Tuesday, November 26, 2013

500 Gluten Free Dishes

by Carol Beckerman

I don't know why it hadn't occurred to me sooner to review a cookbook. I have been loving this cookbook and cooking from it for a few months now. Now, yes, I am gluten-free, so my cookbooks are of the gluten-free variety. But don't let that turn you off if you aren't on a gluten-free diet! And if you are gluten-free, I highly recommend this one from the 500 series.

First of all, the book itself is small, which is perfect for those like me who have a painfully small kitchen and need to maximize space. It easily lays flat (non of that cookbook stand nonsense) and won't take up a lot of room on your counter (or windowsill, if you're like me). Best of all, the recipes are easy to follow. Yes, they require things like white rice flour, tapioca flour, xanthan gum, etc. But such is the life of a gluten-free cook/baker. You learn to live with it. And though I've only been cooking from this book for a few months, I already have a few go-to recipes.

The breakfast recipes in this cookbook are great. I don't like starting my day wired for sugar: cereal, french toast, waffles, etc. Every once-in-a-while I'll go for sweets in the morning, but, typically, I prefer savory dishes in the morning. And this cookbook doesn't disappoint: savory cheese & onion hotcakes, cheese & ham mini muffins (which I love and have made over and over), and the ham & cheese strata (for special occasions).

There are also great lunch options for those of us who can't just go out and grab a sandwich at work. Two of my favorites are the cranberry & pecan baked wild rice with shallots and the quinoa & avocado salad with orange dressing. They're perfect to take to work. They're make-ahead dishes that can last you through the week and are served cool.

The other great thing about this book is that it offers variations on each dish. There are dairy free options, different spice and herb combinations; it's super useful. I don't know that it's necessarily "the only compendium of gluten-free dishes you'll ever need," but it is a great staple to have in your gluten-free kitchen.

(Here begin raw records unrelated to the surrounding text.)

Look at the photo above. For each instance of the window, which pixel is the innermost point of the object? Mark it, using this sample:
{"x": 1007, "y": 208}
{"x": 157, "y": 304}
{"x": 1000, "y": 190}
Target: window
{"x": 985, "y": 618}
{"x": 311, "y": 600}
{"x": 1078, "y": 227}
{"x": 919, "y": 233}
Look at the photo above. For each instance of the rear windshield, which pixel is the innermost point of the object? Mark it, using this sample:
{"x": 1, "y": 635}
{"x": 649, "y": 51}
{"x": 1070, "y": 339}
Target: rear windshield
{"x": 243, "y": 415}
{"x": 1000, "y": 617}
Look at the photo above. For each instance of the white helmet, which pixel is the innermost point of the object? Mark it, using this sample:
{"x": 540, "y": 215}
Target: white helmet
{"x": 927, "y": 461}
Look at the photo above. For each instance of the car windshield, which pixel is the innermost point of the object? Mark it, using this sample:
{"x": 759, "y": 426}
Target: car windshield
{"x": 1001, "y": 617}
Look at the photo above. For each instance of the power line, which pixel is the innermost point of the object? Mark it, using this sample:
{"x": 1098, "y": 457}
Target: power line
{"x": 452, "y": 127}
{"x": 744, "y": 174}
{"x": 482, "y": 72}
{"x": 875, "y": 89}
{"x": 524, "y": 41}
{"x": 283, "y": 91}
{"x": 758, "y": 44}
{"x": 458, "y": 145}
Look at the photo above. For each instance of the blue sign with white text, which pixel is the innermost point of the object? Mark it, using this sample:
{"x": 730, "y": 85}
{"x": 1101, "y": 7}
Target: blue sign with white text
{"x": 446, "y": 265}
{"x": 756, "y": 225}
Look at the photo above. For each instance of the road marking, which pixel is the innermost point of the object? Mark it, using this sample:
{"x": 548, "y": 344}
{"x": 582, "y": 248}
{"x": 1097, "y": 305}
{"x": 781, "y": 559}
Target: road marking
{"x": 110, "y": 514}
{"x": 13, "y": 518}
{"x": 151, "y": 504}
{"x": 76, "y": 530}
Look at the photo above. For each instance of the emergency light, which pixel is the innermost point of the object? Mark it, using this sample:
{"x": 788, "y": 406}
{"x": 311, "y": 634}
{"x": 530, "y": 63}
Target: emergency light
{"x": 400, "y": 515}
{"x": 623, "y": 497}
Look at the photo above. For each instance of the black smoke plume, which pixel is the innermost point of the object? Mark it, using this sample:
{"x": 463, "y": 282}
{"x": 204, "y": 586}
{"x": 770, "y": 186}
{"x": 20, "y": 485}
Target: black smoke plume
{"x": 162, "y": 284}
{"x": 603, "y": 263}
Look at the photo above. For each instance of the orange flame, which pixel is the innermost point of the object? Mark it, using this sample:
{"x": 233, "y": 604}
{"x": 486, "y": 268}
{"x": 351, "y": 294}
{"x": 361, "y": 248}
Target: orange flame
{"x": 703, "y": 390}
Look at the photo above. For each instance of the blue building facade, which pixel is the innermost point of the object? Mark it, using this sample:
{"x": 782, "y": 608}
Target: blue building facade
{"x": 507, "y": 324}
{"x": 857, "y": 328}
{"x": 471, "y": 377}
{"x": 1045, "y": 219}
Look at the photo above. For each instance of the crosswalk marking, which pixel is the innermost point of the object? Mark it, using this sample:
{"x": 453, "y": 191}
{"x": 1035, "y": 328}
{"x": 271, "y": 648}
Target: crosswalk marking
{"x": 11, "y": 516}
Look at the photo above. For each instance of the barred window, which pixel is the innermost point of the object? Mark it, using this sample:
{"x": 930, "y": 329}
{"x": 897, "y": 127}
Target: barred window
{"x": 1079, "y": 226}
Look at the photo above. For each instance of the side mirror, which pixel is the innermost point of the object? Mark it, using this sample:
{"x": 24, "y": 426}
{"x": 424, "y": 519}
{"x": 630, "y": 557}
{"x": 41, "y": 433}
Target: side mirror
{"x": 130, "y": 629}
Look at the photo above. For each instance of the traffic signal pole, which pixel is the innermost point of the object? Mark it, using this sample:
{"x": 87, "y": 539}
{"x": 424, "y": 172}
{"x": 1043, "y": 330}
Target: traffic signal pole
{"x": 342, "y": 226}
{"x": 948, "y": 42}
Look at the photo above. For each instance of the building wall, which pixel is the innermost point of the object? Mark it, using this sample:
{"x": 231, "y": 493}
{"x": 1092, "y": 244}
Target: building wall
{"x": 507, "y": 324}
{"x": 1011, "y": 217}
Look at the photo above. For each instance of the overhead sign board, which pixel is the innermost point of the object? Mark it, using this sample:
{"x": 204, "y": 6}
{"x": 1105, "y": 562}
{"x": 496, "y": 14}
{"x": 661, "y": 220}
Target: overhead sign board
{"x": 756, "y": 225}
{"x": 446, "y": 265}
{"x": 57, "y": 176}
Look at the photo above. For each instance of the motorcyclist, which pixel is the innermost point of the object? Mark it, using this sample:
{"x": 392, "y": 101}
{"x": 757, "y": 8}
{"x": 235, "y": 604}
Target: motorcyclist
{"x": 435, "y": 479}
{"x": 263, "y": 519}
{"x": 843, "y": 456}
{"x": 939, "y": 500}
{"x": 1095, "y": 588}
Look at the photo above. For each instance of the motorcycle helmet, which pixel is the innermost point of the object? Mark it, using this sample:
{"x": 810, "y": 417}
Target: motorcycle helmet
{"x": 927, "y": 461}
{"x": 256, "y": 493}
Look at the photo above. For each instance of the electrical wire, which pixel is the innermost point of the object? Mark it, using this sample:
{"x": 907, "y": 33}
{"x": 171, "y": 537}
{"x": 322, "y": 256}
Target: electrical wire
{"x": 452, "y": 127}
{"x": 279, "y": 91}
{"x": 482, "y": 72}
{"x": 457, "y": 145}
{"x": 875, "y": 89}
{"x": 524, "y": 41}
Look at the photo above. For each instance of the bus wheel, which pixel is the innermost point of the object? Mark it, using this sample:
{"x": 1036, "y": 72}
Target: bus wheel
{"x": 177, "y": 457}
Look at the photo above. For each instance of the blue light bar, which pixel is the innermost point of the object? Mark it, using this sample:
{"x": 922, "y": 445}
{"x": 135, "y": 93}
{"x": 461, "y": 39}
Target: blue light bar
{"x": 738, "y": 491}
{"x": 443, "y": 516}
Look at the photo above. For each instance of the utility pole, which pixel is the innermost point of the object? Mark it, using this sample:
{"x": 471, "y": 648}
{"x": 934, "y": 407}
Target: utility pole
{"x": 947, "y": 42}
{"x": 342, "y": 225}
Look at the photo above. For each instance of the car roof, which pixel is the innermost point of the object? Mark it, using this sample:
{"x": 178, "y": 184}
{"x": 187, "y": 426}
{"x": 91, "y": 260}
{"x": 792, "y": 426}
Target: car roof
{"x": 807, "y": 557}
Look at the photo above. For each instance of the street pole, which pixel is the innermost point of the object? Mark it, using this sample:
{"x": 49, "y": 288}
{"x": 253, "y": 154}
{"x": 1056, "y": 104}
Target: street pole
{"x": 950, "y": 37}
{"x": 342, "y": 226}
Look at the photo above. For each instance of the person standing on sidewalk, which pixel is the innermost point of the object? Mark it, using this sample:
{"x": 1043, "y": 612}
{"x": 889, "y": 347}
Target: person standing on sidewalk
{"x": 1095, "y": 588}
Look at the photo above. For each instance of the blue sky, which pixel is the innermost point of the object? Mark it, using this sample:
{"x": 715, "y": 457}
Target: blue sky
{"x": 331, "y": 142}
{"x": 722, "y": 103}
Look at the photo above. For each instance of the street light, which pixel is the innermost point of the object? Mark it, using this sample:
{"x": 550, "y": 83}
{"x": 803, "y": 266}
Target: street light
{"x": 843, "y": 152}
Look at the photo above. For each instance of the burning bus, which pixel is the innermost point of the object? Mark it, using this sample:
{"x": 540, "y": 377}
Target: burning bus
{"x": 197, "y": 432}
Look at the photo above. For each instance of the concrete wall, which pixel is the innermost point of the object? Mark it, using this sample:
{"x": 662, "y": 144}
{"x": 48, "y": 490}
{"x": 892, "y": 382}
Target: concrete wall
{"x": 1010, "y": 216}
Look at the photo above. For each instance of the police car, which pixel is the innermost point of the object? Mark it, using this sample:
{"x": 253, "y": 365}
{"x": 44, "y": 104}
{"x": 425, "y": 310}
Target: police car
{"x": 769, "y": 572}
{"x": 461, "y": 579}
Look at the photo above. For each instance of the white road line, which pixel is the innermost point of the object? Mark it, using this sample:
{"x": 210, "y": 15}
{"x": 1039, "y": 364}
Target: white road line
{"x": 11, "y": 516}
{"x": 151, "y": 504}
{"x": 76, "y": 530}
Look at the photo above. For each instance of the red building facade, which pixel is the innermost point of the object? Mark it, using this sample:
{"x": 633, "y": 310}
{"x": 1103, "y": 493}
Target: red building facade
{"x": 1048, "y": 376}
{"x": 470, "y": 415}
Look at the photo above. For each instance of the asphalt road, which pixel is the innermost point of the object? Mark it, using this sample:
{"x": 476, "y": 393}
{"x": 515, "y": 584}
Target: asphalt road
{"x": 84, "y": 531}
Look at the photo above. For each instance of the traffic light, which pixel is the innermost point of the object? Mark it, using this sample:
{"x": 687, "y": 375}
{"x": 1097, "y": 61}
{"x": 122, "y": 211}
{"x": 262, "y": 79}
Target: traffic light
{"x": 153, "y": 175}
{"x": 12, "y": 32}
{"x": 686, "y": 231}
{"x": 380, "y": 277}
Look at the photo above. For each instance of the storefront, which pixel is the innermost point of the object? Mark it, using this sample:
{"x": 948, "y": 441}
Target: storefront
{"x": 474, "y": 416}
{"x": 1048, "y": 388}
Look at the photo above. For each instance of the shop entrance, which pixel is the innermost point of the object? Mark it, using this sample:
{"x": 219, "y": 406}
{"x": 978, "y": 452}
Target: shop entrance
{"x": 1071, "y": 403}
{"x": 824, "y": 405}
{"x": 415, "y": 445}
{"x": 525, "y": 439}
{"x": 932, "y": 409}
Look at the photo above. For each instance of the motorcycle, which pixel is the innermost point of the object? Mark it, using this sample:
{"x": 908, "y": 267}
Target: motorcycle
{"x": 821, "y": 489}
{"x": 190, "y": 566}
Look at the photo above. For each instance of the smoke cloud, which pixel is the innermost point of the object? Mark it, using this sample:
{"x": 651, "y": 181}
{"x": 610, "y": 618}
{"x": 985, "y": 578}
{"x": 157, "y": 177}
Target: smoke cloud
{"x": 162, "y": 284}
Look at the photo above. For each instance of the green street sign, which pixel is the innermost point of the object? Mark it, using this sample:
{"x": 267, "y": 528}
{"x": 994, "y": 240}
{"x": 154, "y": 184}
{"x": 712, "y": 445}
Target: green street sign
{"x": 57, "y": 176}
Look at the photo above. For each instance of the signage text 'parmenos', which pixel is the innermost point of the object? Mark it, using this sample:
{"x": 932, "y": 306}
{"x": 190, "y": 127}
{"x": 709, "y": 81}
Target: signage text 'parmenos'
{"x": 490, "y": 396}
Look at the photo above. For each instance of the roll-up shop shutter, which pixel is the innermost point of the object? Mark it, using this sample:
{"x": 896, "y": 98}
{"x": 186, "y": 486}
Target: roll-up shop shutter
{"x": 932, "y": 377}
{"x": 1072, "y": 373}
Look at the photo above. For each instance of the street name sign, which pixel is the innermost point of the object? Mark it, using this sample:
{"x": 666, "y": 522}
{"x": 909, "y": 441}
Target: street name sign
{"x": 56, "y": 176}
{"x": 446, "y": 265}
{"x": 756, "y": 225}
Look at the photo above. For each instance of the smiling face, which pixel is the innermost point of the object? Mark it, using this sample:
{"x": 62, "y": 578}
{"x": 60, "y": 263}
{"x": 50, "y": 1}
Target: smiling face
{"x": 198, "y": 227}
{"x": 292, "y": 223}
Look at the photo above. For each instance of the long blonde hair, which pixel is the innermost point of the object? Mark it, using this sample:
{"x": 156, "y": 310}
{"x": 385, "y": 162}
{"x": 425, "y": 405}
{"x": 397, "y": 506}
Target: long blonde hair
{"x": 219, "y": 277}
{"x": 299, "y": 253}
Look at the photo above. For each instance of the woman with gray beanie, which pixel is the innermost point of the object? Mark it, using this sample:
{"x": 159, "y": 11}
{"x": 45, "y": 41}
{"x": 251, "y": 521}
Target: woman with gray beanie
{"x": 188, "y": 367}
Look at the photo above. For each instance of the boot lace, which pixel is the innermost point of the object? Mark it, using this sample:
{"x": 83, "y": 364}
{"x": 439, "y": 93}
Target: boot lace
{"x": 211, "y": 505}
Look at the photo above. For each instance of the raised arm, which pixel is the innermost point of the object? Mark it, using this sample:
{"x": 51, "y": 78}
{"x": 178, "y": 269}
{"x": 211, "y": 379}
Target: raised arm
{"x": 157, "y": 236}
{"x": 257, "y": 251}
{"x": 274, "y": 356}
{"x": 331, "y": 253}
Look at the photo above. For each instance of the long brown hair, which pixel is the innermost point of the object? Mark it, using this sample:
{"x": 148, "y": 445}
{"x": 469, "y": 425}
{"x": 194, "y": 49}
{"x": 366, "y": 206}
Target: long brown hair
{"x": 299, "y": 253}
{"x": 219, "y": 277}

Thursday, November 14, 2013

The Creeps

by John Connolly

I waited years for this book. I so enjoyed The Gates and The Infernals, I couldn't wait for the third book in the Samuel Johnson series. But, as much as it pains me to say it, I was a little disappointed with The Creeps.

In The Creeps, the little town of Biddlecombe, England is once again threatened and invaded by forces of evil in the Multiverse. It falls to Samuel Johnson, his trusty dachshund Boswell, and friends (Dan and his morally questionable dwarves, Sargent Rowan and Constable Peel, Maria, Nurd and Wormwood (the two most endearing demons), and a rag-tag team of scientists (who helped start the whole mess in the first place) and assorted monsters/demons) to save not only Biddlecombe, but the Multiverse itself. The tears in space and time are explained, we find the reason for all the supernatural energy in Biddlecombe, and loose ends are tied.

Connolly continues a trend in the series that I love, which is his use of footnotes. For me, they are where the book really shines, when Connolly breaks in, in his own voice, to make a bad pun, or explain a joke, or tell the reader about string theory. They are clever and a highlight of the book. Not only are these authorial intrusions funny and entertaining, they're informative as well. The book overall contains a lot of historical and scientific facts, but they tend to be concentrated in the footnotes. And they make me feel like a kid with an infinite capacity for curiosity. Everything is connected and interesting and leads to more facts to be discovered.

The Creeps, however, is a little too silly for my taste, as well as a little too complicated. The demon-possessed toys skew the humor too young. I realize that these books are aimed for younger readers, but the elves and teddy bears and poorly explained evil storybook characters just didn't do it for me. Connolly's previous demons and dark forces were much more creative (Nurd, Wormwood, Crudford, The Watcher, etc.). And the multi-layered Multiverse is complicated in The Creeps. The Shadow Kingdom vs. Hell vs. Earth. I think Hell vs. Earth was enough. I also wish The Creeps had been darker, which is what impressed me so much about The Infernals. The silly and the chthonic (thank you, Connolly, for introducing me to that word) were better balanced in the previous two books.

The major flaw in the Samuel Johnson books, I hate to say, are the culminating battle scenes. The build up to the epic showdowns between Samuel & co. and the demonic forces is long and intense, and just doesn't pay off. The final battle in The Creeps is over in two short chapters! And in all three books these climax scenes aren't very vivid or difficult for the forces of good to win (with maybe the exception of The Infernals). Connolly puts so much thought and finesse into the characters and their journeys, but ultimately disappoints.

However, I still love the Samuel Johnson series. I want to recommend it to everyone, regardless of age. They're books that I really do think have something for everyone (unless you hate fantasy/science fiction, but even so, I think these books could change your mind). The series is enjoyable and fun, and they're great books to get lost in. The Infernals, for sure, is my favorite in the series, but I still recommend The Creeps. (You can't abandon a series 2/3 of the way through!)